Пошел он на поклон к Сорокину. Был у нас такой предприниматель, пилораму держал на краю села. Человек жесткий, прижимистый, глаза холодные, как льдинки. Своего не упустит. Знал, что Степану деваться некуда, вот и взял. Да только на рабских условиях.
- Денег, - говорит, - не дам, самому мало, время тяжелое, кризис. Мукой возьмешь, крупой, маслом подсолнечным. И работать будешь на эстакаде, бревна катать. Тяжелая работа.
Согласился Степан. А куда деваться? Есть-то надо.
Я часто мимо той пилорамы на вызовы ходила, в дальний конец деревни. Видела, как он там надрывается. Мороз под двадцать, ветер пронизывающий, до костей пробирает. Мужики другие перекуры устраивают, греются в бытовке, спиртом балуются, смеются. А Степан все бревна ворочает. Огромные, обледенелые стволы, неподъемные. Багром их цепляет, на станину закатывает. Пар от него валит, как от паровоза, лицо багровое, жилы на шее вздулись, того и гляди лопнут, а глаза пустые.
Работал он остервенело, словно хотел себя наказать. Словно эту боль душевную физической усталостью выжечь пытался. Я как медик видела: на износ идет мужик, сердце посадит. Но понимала - это его способ выжить, не сойти с ума.
А Ольга... Видела я ее часто. Красивая девка выросла, но с надломом. Коса русая до пояса, глаза огромные, материнские. Только взгляд у нее стал недобрый, исподлобья, как у волчонка, которого в угол загнали.

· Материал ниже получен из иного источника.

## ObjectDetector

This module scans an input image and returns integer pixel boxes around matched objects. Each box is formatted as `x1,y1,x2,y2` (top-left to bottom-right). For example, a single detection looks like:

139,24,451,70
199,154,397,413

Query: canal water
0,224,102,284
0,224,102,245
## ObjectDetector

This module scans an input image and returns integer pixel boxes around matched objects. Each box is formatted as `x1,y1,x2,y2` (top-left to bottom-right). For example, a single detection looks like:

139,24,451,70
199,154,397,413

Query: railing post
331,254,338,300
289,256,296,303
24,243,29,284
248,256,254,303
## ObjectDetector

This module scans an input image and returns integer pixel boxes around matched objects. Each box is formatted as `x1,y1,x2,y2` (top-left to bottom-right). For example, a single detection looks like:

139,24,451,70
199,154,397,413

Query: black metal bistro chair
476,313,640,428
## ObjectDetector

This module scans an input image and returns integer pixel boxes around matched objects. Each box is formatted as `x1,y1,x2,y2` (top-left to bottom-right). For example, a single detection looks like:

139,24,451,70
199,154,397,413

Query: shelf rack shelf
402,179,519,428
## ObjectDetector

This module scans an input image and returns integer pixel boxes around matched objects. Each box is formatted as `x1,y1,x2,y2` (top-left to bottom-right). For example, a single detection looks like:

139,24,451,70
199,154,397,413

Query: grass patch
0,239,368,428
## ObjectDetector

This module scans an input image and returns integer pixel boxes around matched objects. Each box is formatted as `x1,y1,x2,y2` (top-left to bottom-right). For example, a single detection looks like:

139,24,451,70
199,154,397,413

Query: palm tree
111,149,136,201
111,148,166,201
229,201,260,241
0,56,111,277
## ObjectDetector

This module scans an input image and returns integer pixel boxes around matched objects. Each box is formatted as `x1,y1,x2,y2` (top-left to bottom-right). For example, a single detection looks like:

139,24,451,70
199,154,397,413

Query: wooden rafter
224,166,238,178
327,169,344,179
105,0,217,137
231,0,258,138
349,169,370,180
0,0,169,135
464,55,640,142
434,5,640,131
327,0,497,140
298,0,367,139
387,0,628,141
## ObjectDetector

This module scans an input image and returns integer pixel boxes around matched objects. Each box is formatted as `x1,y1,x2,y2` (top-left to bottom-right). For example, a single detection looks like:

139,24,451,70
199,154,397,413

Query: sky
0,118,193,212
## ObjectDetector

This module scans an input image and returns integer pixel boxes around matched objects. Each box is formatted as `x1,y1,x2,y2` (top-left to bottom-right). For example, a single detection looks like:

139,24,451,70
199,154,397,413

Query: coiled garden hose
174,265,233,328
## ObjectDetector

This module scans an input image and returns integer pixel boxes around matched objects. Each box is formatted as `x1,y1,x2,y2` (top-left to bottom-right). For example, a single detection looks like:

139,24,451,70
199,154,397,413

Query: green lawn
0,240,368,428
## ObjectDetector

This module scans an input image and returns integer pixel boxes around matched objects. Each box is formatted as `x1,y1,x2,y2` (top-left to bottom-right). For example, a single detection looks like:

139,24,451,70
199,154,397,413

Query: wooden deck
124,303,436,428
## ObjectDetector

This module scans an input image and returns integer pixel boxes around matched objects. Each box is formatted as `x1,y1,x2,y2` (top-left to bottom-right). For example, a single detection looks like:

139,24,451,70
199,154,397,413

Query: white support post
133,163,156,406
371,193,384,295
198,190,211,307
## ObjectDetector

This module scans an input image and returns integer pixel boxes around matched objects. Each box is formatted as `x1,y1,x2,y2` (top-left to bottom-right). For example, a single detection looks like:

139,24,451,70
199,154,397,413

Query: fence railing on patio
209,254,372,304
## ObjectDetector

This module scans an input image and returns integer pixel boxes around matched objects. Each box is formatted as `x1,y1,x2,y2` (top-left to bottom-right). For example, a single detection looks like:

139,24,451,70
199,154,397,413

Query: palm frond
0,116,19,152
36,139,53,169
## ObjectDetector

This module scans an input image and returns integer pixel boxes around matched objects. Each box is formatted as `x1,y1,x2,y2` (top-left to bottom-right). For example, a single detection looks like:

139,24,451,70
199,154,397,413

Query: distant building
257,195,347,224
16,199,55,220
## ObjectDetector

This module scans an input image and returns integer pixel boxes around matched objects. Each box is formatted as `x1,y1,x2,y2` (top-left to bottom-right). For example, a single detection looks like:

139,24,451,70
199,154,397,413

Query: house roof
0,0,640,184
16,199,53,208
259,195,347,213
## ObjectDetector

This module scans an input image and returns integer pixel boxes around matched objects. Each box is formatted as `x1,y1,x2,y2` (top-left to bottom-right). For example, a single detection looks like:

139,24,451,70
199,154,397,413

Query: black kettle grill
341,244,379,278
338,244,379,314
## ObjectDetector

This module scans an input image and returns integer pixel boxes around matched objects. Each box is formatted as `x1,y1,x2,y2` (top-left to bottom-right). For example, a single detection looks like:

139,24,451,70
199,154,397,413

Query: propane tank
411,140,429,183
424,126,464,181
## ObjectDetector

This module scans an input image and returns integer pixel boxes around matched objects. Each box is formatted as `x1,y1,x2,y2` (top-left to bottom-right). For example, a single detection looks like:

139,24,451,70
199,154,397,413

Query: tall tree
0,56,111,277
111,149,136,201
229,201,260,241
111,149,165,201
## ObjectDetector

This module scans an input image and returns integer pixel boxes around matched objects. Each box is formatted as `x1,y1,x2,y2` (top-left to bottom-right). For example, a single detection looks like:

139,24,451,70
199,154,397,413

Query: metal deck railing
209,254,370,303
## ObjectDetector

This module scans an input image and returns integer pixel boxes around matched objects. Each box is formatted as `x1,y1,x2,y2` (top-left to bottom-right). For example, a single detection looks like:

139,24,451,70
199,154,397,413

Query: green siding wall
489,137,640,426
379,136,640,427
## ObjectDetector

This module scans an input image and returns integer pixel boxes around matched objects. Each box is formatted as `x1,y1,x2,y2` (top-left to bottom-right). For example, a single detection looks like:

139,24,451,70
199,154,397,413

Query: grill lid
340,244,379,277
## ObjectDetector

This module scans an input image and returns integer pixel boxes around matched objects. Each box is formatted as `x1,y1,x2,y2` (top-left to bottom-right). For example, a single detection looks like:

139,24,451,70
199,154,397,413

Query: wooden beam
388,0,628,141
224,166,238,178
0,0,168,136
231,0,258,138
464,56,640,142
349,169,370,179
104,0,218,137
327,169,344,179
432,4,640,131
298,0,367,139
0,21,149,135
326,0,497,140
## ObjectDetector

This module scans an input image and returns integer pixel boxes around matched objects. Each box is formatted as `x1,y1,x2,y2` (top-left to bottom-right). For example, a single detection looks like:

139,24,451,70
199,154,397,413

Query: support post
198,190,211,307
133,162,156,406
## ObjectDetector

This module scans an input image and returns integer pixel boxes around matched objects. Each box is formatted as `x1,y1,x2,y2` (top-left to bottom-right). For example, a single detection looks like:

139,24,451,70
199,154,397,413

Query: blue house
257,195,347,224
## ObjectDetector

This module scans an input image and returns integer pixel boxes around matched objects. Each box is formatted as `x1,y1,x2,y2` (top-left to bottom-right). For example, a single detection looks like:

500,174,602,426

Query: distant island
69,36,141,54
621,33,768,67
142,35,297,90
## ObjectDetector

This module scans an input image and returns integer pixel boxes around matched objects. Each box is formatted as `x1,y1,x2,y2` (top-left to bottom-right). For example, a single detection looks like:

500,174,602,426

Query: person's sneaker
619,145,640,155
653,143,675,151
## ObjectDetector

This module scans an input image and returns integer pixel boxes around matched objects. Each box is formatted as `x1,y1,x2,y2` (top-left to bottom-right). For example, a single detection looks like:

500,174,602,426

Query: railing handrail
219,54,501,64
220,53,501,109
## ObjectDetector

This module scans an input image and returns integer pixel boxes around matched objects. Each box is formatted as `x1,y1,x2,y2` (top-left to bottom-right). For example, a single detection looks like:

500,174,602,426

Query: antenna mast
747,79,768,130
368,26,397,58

Жила она у тетки Нюры несладко. Нюра баба неплохая, но крикливая, задерганная бытом. Муж у нее пил по-черному, буянил, своих семеро, а тут еще племянница-сирота при живом отце. Лишний рот. Куском, бывало, попрекала, я сама слышала в магазине: «Жрешь много, а пользы никакой!». Ольга терпела, губы кусала до крови, но к отцу - ни ногой. Гордость в ней говорила, обида детская, страшная.
Зашла она как-то ко мне, горло простудила. Сидит на кушетке, тоненькая, шейка как стебелек, ключицы торчат. В курточке старенькой, из которой давно выросла, рукава коротки. Зябнет. Я ей горло смотрю - красное, рыхлое. Иммунитета никакого, одни нервы, анемия налицо.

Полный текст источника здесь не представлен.